Der Wunsch harmonisch und konfliktfrei in Beziehung zu sein, ist in uns allen da. Leider ist er unrealistisch. Wenn man der Beziehung erlaubt zu leben, werden die Konflikte kommen. Den Unterschied macht dann die Art und Weise aus, wie mit ihnen umgegangen wird. Zusätzliches Wegweisen von Auseinandersetzung gibt eine Schicht Schwieriges oben drauf. Das Wegweisen braucht auf Dauer viel Kraft und funktioniert nur auf Kosten der Lebendigkeit.

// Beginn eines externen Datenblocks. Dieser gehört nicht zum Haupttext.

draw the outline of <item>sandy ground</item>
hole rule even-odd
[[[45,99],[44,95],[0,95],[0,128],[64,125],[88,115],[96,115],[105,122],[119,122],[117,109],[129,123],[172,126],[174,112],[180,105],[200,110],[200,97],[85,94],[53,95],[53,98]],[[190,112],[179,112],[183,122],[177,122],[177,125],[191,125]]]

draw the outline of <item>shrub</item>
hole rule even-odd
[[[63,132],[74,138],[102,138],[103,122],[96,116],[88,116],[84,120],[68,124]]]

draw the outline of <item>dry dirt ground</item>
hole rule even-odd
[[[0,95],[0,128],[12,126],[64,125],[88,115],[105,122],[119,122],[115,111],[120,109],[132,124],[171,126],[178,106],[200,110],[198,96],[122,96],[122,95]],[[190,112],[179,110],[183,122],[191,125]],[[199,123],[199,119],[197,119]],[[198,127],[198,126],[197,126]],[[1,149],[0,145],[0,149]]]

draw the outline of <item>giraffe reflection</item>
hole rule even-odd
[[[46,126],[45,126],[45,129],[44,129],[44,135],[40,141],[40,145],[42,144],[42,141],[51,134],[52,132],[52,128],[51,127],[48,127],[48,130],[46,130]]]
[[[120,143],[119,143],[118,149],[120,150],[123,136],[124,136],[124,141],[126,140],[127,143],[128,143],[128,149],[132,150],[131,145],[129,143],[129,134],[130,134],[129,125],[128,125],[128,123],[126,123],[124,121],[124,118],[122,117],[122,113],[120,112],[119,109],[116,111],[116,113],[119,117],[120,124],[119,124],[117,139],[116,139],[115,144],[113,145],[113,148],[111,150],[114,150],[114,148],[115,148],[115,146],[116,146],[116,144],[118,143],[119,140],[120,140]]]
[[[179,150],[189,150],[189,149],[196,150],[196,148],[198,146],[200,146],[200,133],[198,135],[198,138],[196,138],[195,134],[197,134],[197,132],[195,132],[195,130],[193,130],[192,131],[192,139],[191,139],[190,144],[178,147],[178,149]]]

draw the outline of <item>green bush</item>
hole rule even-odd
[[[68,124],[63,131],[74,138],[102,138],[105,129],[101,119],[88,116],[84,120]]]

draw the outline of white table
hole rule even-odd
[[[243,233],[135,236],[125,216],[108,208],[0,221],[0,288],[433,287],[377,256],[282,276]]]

Mein Plädoyer also; hinsehen und hinfühlen, was vor sich geht. Zuerst in mir, dann beim anderen. Dies nicht in Annahmen, sondern mit möglichst neutraler Neugier auf die Realität des Gegenübers und im Austausch miteinander. Ohne Anklage, Beurteilung oder Suche nach dem oder der Schuldigen. Nicht einfach. Ich weiss es aus eigener Erfahrung. Und genau das kann eine Beziehung vertiefen und einen selber unglaublich bereichern. Und das gehört für mich wesentlich zur Liebe; zusammen einen Weg finden in schwierigen Momenten.

Ich wünsche dir Neugier, Achtsamkeit und liebevolles Sein mit dir und dem Du!